# Komplettl&ouml;sung - Spellforce: Shadow of the Phoenix - Komplettl&ouml;sung Teil 1



## Administrator (28. Dezember 2004)

Jetzt ist Deine Meinung gefragt: Hier kannst Du deinen Kommentar zum Artikel veröffentlichen und mit anderen Lesern darüber diskutieren.




			Dieser Inhalt steht nur eingeloggten Mitgliedern zur Verfügung.
        

 Zum Artikel: http://www.pcgames.de/aid,339186


----------



## Kirk66 (28. Dezember 2004)

*AW: Komplettlösung - Spellforce: Shadow of the Phoenix - Komplettlösung Teil 1*

Monatelang war die Komplettlösung von Breath of  Winter Teil 1 im Register, jetzt der Teil 1 von Shadow of the Phönix. Wo bitte ist der 2. Teil von Breath of Winter ?


----------



## DrowElf (28. Dezember 2004)

*AW: Komplettlösung - Spellforce: Shadow of the Phoenix - Komplettlösung Teil 1*

Richtige und sehr gute Frage!
Bitte ein Stellungnahme seitens PCGames, denn so schwer kann es doch nicht sein, diese relativ alte, aber doch nohc aktuelle (siehe die verschiegenen SpellForce-Editionen) zu veröffentlichen!
Interesse am zweiten Teil der Lösung von "The Breath of Winter" besteht nach wie vor! 
Ob der zweite Teil  der Lösung von "Shadow of the Phoenix" je veröffentlicht wird...
Hoffentlich


----------



## Narfilein (2. Januar 2005)

*AW: Komplettlösung - Spellforce: Shadow of the Phoenix - Komplettlösung Teil 1*

Mit der Goldedition und dem Add-on "Shadow of the Phoenix" werden aktuell sicher noch mehr "Spellforcer" eine kleine Hilfestellung suchen.
Also bitte auch von hier : Veröffentlicht den zweiten Teil der Lösung.
Danke und ein Gutes Neues Jahr.


----------



## Glanzi2004 (4. Januar 2005)

*AW: Komplettlösung - Spellforce: Shadow of the Phoenix - Komplettlösung Teil 1*

Hallo, vielleicht sollten Sie zuerst bei Teil 1 die fehlende Seite 177 einfügen?
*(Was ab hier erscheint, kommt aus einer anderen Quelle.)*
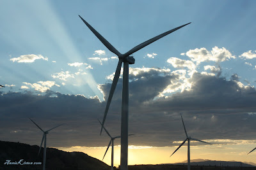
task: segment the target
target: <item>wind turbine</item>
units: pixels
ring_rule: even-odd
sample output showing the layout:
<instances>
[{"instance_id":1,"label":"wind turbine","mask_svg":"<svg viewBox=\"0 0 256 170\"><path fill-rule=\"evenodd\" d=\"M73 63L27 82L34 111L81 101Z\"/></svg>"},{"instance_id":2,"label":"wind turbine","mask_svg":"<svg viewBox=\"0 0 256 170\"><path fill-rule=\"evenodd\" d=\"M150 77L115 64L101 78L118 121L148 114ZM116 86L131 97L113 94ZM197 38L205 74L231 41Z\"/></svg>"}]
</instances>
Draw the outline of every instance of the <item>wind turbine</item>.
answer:
<instances>
[{"instance_id":1,"label":"wind turbine","mask_svg":"<svg viewBox=\"0 0 256 170\"><path fill-rule=\"evenodd\" d=\"M180 117L181 117L181 120L182 120L183 127L184 128L184 131L185 131L185 133L186 133L186 136L187 136L187 138L186 138L186 139L175 150L175 151L172 154L172 155L173 155L174 153L175 153L176 151L177 151L181 147L181 146L182 146L185 143L185 142L188 140L188 170L190 170L190 148L189 148L189 146L190 146L190 144L189 144L190 143L190 141L200 141L200 142L208 143L208 144L210 144L210 145L211 145L211 143L207 143L207 142L205 142L205 141L201 141L201 140L199 140L199 139L196 139L195 138L192 138L191 137L188 136L188 134L187 134L187 131L186 131L185 124L184 124L184 123L183 122L182 115L181 115L181 113L180 113ZM170 155L170 157L172 157L172 155Z\"/></svg>"},{"instance_id":2,"label":"wind turbine","mask_svg":"<svg viewBox=\"0 0 256 170\"><path fill-rule=\"evenodd\" d=\"M123 71L123 90L122 90L122 116L121 116L121 170L128 169L128 106L129 106L129 64L133 64L135 62L135 59L132 56L129 56L138 50L144 48L148 45L159 39L160 38L175 31L176 30L182 28L191 22L166 31L159 36L152 38L144 43L142 43L134 47L124 54L120 53L114 46L112 46L103 36L102 36L96 30L95 30L87 22L86 22L80 15L79 17L82 19L87 27L92 32L99 38L99 39L108 48L111 52L117 55L119 58L119 61L117 64L116 72L115 73L114 79L110 89L109 95L108 96L107 105L106 106L105 112L103 117L102 125L101 127L100 134L102 132L102 128L105 122L106 117L108 114L108 111L109 108L110 103L111 102L112 97L116 89L117 81L120 74L122 63L124 62Z\"/></svg>"},{"instance_id":3,"label":"wind turbine","mask_svg":"<svg viewBox=\"0 0 256 170\"><path fill-rule=\"evenodd\" d=\"M99 122L100 122L100 125L102 126L102 124L101 124L100 121L98 119ZM112 143L112 150L111 150L111 170L114 169L114 140L116 138L121 138L121 136L117 136L116 137L112 137L109 132L108 132L107 129L106 129L105 127L103 126L103 129L105 130L106 132L108 134L108 135L110 137L110 141L109 143L108 144L107 150L106 150L105 154L103 157L102 160L105 157L106 153L107 153L108 150L110 146L110 145ZM128 136L131 136L131 135L134 135L134 134L129 134Z\"/></svg>"},{"instance_id":4,"label":"wind turbine","mask_svg":"<svg viewBox=\"0 0 256 170\"><path fill-rule=\"evenodd\" d=\"M34 123L34 124L35 124L43 132L44 132L44 135L43 135L43 138L42 139L42 142L41 142L41 145L40 145L40 148L39 149L39 152L38 152L38 154L37 155L37 157L38 157L40 152L41 150L41 148L42 148L42 145L43 144L44 140L44 162L43 162L43 170L45 170L45 163L46 163L46 135L48 134L49 131L52 130L53 129L55 129L60 125L62 125L63 124L59 125L56 127L52 127L52 129L49 129L47 131L44 131L43 129L42 129L41 127L40 127L34 121L32 120L32 119L31 119L29 118L30 120L32 121L33 123Z\"/></svg>"},{"instance_id":5,"label":"wind turbine","mask_svg":"<svg viewBox=\"0 0 256 170\"><path fill-rule=\"evenodd\" d=\"M250 152L249 152L248 153L247 153L247 155L249 154L250 153L251 153L252 152L253 152L253 151L255 150L256 150L256 148L255 148L253 149Z\"/></svg>"}]
</instances>

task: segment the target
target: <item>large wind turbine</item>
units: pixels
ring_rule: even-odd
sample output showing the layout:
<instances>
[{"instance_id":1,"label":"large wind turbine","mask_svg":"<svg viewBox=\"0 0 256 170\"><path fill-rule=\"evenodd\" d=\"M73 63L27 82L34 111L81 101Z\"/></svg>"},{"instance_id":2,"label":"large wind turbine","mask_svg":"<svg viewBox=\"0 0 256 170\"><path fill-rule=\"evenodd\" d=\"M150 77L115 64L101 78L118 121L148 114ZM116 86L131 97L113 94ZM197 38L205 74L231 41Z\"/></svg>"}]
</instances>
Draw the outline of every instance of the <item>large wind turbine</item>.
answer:
<instances>
[{"instance_id":1,"label":"large wind turbine","mask_svg":"<svg viewBox=\"0 0 256 170\"><path fill-rule=\"evenodd\" d=\"M43 170L45 170L45 162L46 162L46 135L48 134L49 131L52 130L53 129L55 129L63 124L59 125L56 127L52 127L52 129L49 129L48 131L44 131L43 129L42 129L41 127L40 127L34 121L32 120L32 119L31 119L29 118L30 120L32 121L32 122L34 123L34 124L35 124L43 132L44 132L44 135L43 135L43 138L42 139L42 142L41 142L41 145L40 145L40 148L39 149L39 152L38 152L38 154L37 155L37 157L38 157L40 152L41 150L41 148L42 148L42 145L43 144L44 140L44 162L43 162Z\"/></svg>"},{"instance_id":2,"label":"large wind turbine","mask_svg":"<svg viewBox=\"0 0 256 170\"><path fill-rule=\"evenodd\" d=\"M183 122L182 115L181 115L181 113L180 113L180 117L181 117L181 120L182 120L183 127L184 128L184 131L185 131L185 133L186 133L186 136L187 136L187 138L186 138L186 139L175 150L175 151L172 154L172 155L173 155L174 153L175 153L175 152L177 151L179 149L179 148L180 148L181 146L182 146L185 143L185 142L188 140L188 170L190 170L190 148L189 148L189 146L190 146L190 144L189 144L190 143L190 141L196 141L203 142L203 143L205 143L210 144L210 145L211 145L211 143L207 143L207 142L205 142L205 141L201 141L201 140L199 140L199 139L196 139L195 138L192 138L191 137L188 136L188 134L187 134L187 131L186 131L185 124L184 124L184 123ZM172 157L172 155L170 155L170 157Z\"/></svg>"},{"instance_id":3,"label":"large wind turbine","mask_svg":"<svg viewBox=\"0 0 256 170\"><path fill-rule=\"evenodd\" d=\"M129 55L137 52L148 45L159 39L160 38L175 31L180 28L182 28L191 22L166 31L159 36L157 36L148 41L142 43L134 48L132 48L127 53L122 54L120 53L114 46L113 46L103 36L102 36L96 30L95 30L87 22L86 22L80 15L79 17L82 19L87 27L92 31L92 32L99 38L99 39L108 48L111 52L113 52L119 58L119 61L117 64L114 79L110 89L109 95L108 96L107 106L103 117L102 125L101 127L100 134L102 131L106 117L108 114L108 111L109 108L110 103L111 102L112 97L116 89L117 81L120 74L122 63L124 62L124 72L123 72L123 90L122 90L122 116L121 116L121 170L128 169L128 106L129 106L129 64L133 64L135 62L135 59Z\"/></svg>"},{"instance_id":4,"label":"large wind turbine","mask_svg":"<svg viewBox=\"0 0 256 170\"><path fill-rule=\"evenodd\" d=\"M99 122L100 122L100 125L102 126L102 124L100 122L100 121L98 119ZM110 146L110 145L111 145L112 143L112 150L111 150L111 170L114 169L114 140L116 138L121 138L121 136L117 136L116 137L112 137L109 132L108 132L107 129L106 129L105 127L103 126L103 129L105 130L106 132L108 134L108 135L110 137L110 141L109 143L108 144L107 150L106 150L105 154L103 157L102 160L104 159L104 158L105 157L106 153L107 153L108 150ZM131 135L134 135L133 134L129 134L128 136L131 136Z\"/></svg>"}]
</instances>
Aber der zweite Teilwäre auch nicht schlecht.

Alles Gute im euen Jahr.


----------



## Dexter (11. Januar 2005)

*AW: Komplettlösung - Spellforce: Shadow of the Phoenix - Komplettlösung Teil 1*

die können die beiden 2. Teile nicht veröffentlichen, da man dafür das Spiel erstmal durch gespielt haben muss


----------



## elektrolurch (12. Januar 2005)

*AW: Komplettlösung - Spellforce: Shadow of the Phoenix - Komplettlösung Teil 1*

Kann die Meinung meiner Vorposter nur bekräftigen: Teil 2 der Lösung zu Shadow of the Phoenix  wäre mehr als nett.
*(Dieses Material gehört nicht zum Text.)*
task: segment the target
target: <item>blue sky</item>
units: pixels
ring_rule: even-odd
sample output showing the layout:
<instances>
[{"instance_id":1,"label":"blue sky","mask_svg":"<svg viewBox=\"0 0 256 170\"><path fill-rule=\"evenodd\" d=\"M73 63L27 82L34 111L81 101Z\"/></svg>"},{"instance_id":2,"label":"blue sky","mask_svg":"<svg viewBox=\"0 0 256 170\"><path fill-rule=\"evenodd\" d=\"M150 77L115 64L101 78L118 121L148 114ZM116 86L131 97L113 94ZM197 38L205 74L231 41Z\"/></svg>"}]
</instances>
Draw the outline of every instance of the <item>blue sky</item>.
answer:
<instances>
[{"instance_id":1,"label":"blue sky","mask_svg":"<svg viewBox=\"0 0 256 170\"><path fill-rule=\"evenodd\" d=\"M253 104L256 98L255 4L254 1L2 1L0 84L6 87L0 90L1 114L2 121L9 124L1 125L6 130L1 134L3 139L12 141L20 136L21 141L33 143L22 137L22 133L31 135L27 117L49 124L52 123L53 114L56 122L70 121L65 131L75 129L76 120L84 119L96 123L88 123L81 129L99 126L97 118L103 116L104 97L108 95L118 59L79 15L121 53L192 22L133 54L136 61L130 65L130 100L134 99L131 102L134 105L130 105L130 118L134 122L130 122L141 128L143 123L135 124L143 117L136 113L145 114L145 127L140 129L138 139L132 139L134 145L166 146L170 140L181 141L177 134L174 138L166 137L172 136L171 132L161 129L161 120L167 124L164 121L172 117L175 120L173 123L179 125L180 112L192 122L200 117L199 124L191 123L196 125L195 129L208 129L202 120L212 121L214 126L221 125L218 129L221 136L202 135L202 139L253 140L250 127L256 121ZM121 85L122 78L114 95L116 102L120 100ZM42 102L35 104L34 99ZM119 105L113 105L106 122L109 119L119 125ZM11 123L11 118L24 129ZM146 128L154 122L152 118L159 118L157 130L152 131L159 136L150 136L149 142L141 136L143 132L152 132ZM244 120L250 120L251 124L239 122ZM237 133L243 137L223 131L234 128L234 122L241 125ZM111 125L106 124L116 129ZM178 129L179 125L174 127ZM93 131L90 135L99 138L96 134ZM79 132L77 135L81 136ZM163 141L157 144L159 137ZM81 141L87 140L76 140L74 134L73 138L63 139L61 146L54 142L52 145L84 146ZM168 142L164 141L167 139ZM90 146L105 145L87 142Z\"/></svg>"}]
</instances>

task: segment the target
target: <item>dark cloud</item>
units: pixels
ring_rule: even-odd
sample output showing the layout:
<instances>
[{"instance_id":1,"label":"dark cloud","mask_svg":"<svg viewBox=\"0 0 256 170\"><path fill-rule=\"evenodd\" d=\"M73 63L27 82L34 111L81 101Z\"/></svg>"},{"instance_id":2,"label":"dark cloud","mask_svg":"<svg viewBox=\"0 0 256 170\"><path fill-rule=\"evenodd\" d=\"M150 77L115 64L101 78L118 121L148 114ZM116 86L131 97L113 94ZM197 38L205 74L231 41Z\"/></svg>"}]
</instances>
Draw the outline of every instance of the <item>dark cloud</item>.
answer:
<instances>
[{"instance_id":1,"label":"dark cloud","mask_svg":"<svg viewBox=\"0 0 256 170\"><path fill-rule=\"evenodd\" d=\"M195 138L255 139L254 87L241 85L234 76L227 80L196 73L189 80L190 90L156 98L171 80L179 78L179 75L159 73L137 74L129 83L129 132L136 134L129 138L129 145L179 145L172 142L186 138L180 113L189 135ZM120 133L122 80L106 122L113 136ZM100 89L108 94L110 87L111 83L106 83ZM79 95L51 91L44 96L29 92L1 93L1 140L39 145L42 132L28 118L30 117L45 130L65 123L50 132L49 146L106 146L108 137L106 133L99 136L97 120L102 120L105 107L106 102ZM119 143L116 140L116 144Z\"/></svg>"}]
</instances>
Was Breath of Winter betrifft, kann ich nur die Komplettlösung der PC Games Schwesterzeitschrift "PC-Action" empfehlen.  Die ist  komplett und mit dem gleichen Login wie hier downloadbar !

Greetz
Elektrolurch


----------



## Dexter (16. Januar 2005)

*AW: Komplettlösung - Spellforce: Shadow of the Phoenix - Komplettlösung Teil 1*



			
				Glanzi2004 am 04.01.2005 21:37 schrieb:
			
		

> Hallo, vielleicht sollten Sie zuerst bei Teil 1 die fehlende Seite 177 einfügen?
> 
> Aber der zweite Teilwäre auch nicht schlecht.
> 
> Alles Gute im euen Jahr.



kann es sein, das im Heft auf Seite 177 Werbung war?  irgendwie passen nämlich 176 und 178 zusammen.


----------



## JohannesPaul (11. April 2005)

*AW: Komplettlösung - Spellforce: Shadow of the Phoenix - Komplettlösung Teil 1*

Die Komplettlösung Teil1 ist leider mehr als dürftig. Auf die Karte "Stadt der Seelen" - Westteil wird überhaupt nicht eingegangen. Viele Varianten und Queste werden nicht einmal erwähnt! Teil 2 ist außerdem mehr als überfällig.
Mein Urteil: Glatte 5  nicht empfehlenswert.


----------



## Suicide2k (20. August 2005)

*AW: Komplettlösung - Spellforce: Shadow of the Phoenix - Komplettlösung Teil 1*

also da muss ich mich auch anschließen, wär schön wenn endlich der 2. teil online gestellt werden würde, ich hänge bei ein paar sachen fest


----------



## donjuan6 (16. September 2005)

*AW: Komplettlösung - Spellforce: Shadow of the Phoenix - Komplettlösung Teil 1*

!!!Ja bin vollkommen dafür.   DER 2.TE muss jetzt her!!!


----------



## RoterStern77 (30. September 2005)

*AW: Komplettlösung - Spellforce: Shadow of the Phoenix - Komplettlösung Teil 1*

Was ist denn hier los?
Liest keiner von PCGAMES die Kommentare?
Wo ist der zweite Teil?


----------



## tuto (2. Oktober 2005)

*AW: Komplettlösung - Spellforce: Shadow of the Phoenix - Komplettlösung Teil 1*

tjaaa....find ich aber auch...^^


----------



## krunov (12. Dezember 2005)

*AW: Komplettlösung - Spellforce: Shadow of the Phoenix - Komplettlösung Teil 1*

Ich konnte nichtamal den ersten (verfügbaren) Teil der Komplettlösung downloaden (Fehler beim downloaden - obwohl ich angemelder bin!!!)!!!


----------



## Solon25 (12. Dezember 2005)

*AW: Komplettlösung - Spellforce: Shadow of the Phoenix - Komplettlösung Teil 1*



			
				krunov am 12.12.2005 11:22 schrieb:
			
		

> Ich konnte nichtamal den ersten (verfügbaren) Teil der Komplettlösung downloaden (Fehler beim downloaden - obwohl ich angemelder bin!!!)!!!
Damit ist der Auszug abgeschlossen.